Point Cloud Semantic Segmentation using Multi Scale Sparse Convolution Neural Network
This addresses the problem of limited multi-scale feature extraction in sparse point cloud segmentation for 3D scene understanding applications, representing an incremental improvement.
The authors tackled point cloud semantic segmentation by proposing a network with multi-scale sparse convolution and channel attention modules to capture richer feature information, achieving improved segmentation results on indoor (S3DIS) and outdoor (SemanticKITTI) datasets.
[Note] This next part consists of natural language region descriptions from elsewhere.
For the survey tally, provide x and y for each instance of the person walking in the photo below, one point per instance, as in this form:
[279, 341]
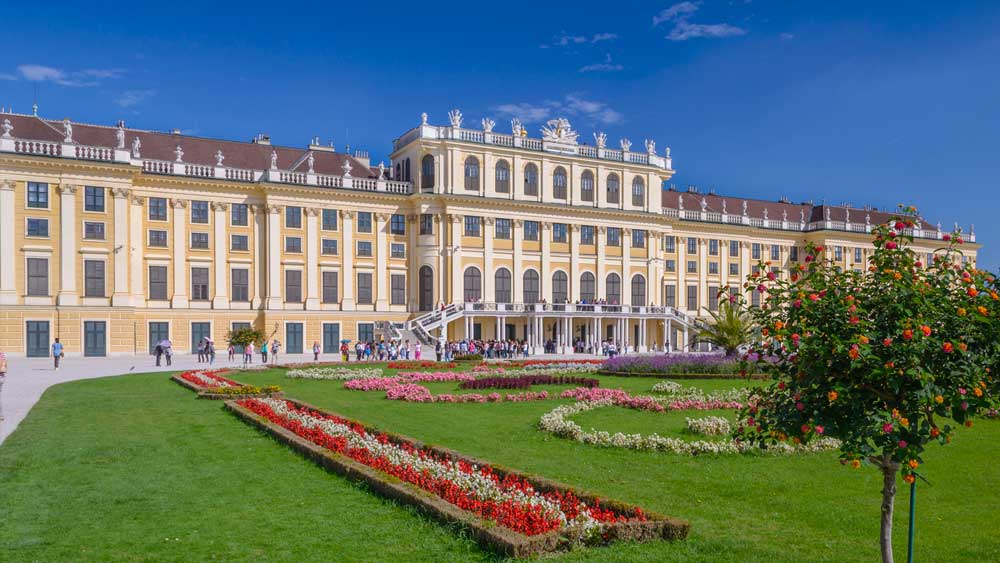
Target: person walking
[275, 348]
[57, 353]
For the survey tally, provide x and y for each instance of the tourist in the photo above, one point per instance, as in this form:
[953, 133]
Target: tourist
[275, 348]
[57, 352]
[3, 376]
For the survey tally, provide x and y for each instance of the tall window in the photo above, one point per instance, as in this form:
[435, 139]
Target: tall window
[329, 220]
[364, 288]
[614, 188]
[238, 215]
[397, 224]
[530, 180]
[199, 284]
[638, 192]
[331, 287]
[588, 287]
[427, 172]
[158, 283]
[240, 282]
[559, 183]
[93, 199]
[502, 286]
[397, 289]
[157, 208]
[638, 289]
[38, 276]
[472, 173]
[93, 273]
[503, 177]
[473, 287]
[531, 288]
[472, 226]
[38, 195]
[613, 287]
[587, 186]
[560, 287]
[293, 286]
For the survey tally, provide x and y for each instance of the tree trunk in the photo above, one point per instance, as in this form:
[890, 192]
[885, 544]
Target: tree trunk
[889, 470]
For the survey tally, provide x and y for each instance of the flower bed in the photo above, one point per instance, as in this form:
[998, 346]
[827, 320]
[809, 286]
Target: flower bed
[338, 373]
[557, 422]
[211, 385]
[513, 514]
[525, 381]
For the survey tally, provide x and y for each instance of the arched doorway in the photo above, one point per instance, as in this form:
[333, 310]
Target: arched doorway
[426, 288]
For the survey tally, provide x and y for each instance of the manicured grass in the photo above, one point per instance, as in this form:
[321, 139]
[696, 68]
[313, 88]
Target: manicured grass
[135, 468]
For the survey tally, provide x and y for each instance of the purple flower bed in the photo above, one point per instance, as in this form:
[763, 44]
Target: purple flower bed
[526, 381]
[672, 364]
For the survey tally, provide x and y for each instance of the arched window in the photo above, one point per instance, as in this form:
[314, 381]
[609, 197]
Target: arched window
[503, 177]
[559, 183]
[614, 188]
[473, 285]
[531, 286]
[472, 173]
[560, 287]
[638, 290]
[530, 180]
[427, 172]
[638, 192]
[614, 289]
[587, 186]
[502, 285]
[588, 287]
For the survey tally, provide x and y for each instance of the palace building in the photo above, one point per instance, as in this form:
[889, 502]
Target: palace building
[113, 238]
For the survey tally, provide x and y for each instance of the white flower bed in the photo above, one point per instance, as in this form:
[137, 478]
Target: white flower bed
[475, 483]
[334, 373]
[708, 426]
[557, 422]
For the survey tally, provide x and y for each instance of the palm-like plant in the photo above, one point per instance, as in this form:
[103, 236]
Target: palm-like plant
[730, 328]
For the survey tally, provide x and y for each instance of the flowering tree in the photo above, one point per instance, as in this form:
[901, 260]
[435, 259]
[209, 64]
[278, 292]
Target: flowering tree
[886, 360]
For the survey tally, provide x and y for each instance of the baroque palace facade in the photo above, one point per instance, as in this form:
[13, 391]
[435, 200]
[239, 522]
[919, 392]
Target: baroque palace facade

In recent years, with the development of computing resources and LiDAR, point cloud semantic segmentation has attracted many researchers. For the sparsity of point clouds, although there is already a way to deal with sparse convolution, multi-scale features are not considered. In this letter, we propose a feature extraction module based on multi-scale sparse convolution and a feature selection module based on channel attention and build a point cloud segmentation network framework based on this. By introducing multi-scale sparse convolution, the network could capture richer feature information based on convolution kernels with different sizes, improving the segmentation result of point cloud segmentation. Experimental results on Stanford large-scale 3-D Indoor Spaces(S3DIS) dataset and outdoor dataset(SemanticKITTI), demonstrate effectiveness and superiority of the proposed mothod.